Q2. Explaining Qwen2-7B-Instruct's divergent confidence prediction patterns.

Thank you for your insightful observation. The divergent behavior of Qwen2-7B-Instruct (second-to-last row in figures) arises from two factors: (1) its shallower 28-layer architecture (vs. 32 layers in Mistral/Llama models), which alters attribute encoding dynamics across layers, and (2) instruction-tuning—evident when comparing Qwen2-7B-Instruct with its base model (Qwen2-7B)—introduces shifts in how attributes like confidence are encoded. We observe that Qwen models generally encode attributes in later layers compared to Mistral/Llama. While the base Qwen2-7B exhibits uniform layer-wise behavior across attributes, its instruction-tuned variant shows pronounced divergence—a general trend that is most salient in confidence prediction tasks. We will clarify these architectural and training effects in the final paper.


Q3. Explanation for layer-wise performance analysis on behavioral attributes tasks.

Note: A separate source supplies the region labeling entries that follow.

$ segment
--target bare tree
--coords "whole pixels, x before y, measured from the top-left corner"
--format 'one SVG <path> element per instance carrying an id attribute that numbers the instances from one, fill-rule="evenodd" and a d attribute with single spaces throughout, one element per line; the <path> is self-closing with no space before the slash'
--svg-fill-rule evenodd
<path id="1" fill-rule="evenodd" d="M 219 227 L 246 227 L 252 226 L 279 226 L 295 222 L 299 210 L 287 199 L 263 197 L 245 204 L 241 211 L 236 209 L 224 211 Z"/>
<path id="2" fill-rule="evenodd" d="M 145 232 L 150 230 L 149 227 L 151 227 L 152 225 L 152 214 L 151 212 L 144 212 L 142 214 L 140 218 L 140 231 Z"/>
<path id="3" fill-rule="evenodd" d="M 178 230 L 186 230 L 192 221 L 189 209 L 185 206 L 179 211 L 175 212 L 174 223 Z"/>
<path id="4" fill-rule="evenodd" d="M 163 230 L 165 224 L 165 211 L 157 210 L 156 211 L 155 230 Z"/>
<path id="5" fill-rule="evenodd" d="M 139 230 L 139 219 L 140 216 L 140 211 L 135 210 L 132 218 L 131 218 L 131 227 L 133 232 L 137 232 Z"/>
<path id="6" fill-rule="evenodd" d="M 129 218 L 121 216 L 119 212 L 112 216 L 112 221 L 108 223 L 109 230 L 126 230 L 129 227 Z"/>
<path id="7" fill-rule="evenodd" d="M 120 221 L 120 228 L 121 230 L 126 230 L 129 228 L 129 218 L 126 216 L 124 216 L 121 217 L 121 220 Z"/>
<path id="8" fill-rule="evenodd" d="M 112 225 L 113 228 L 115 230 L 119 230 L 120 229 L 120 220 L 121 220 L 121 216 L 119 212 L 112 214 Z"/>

Thank you for your thoughtful and detailed observation. The interpretation of Figures 4e and 4f hinges on the distinction between relative saliency dynamics (emphasized by our layer-wise normalization) and absolute encoding strength (which appears subtler in the current normalized presentation). While early layers in Figures 4e/f do exhibit higher absolute values (indicative of early-stage encoding), the normalized visualization prioritizes cross-layer trends, which can attenuate static contributions. For instance, Figure 4c shows comparable relative trends in initial layers, but its absolute activation levels (not explicitly highlighted here) differ from those in 4e/f. This nuance suggests that while normalization reveals functional dynamics, it may not fully capture the magnitude of early encoding. We sincerely appreciate your feedback, which has prompted us to refine the figures to better distinguish absolute vs. relative patterns in the final version.

审稿人评论

Thank you for your response! I have raised the score accordingly!

最终决定

The paper proposes a novel probe to test whether LLMs "plan ahead" during response generation (training a 1-hidden layer network to map from first output token activations to aspects of the response e.g. response length) and show strong evidence that planning behaviors emerge with scaling LLMs. All of the reviewers agreed that the paper studies a well-motivated problem, proposes a novel approach to measure the phenomenon, and the empirical evidence provided for the paper's claims are sound. During the rebuttal, the authors clarified how they controlled for confounding between the first response token and global response attributes, clarified the layer-wise analysis on different tasks, and additional experiments on LLMs' ability to self-predict response attributes. All of the details and clarifications provided during the rebuttal substantially strengthen the paper.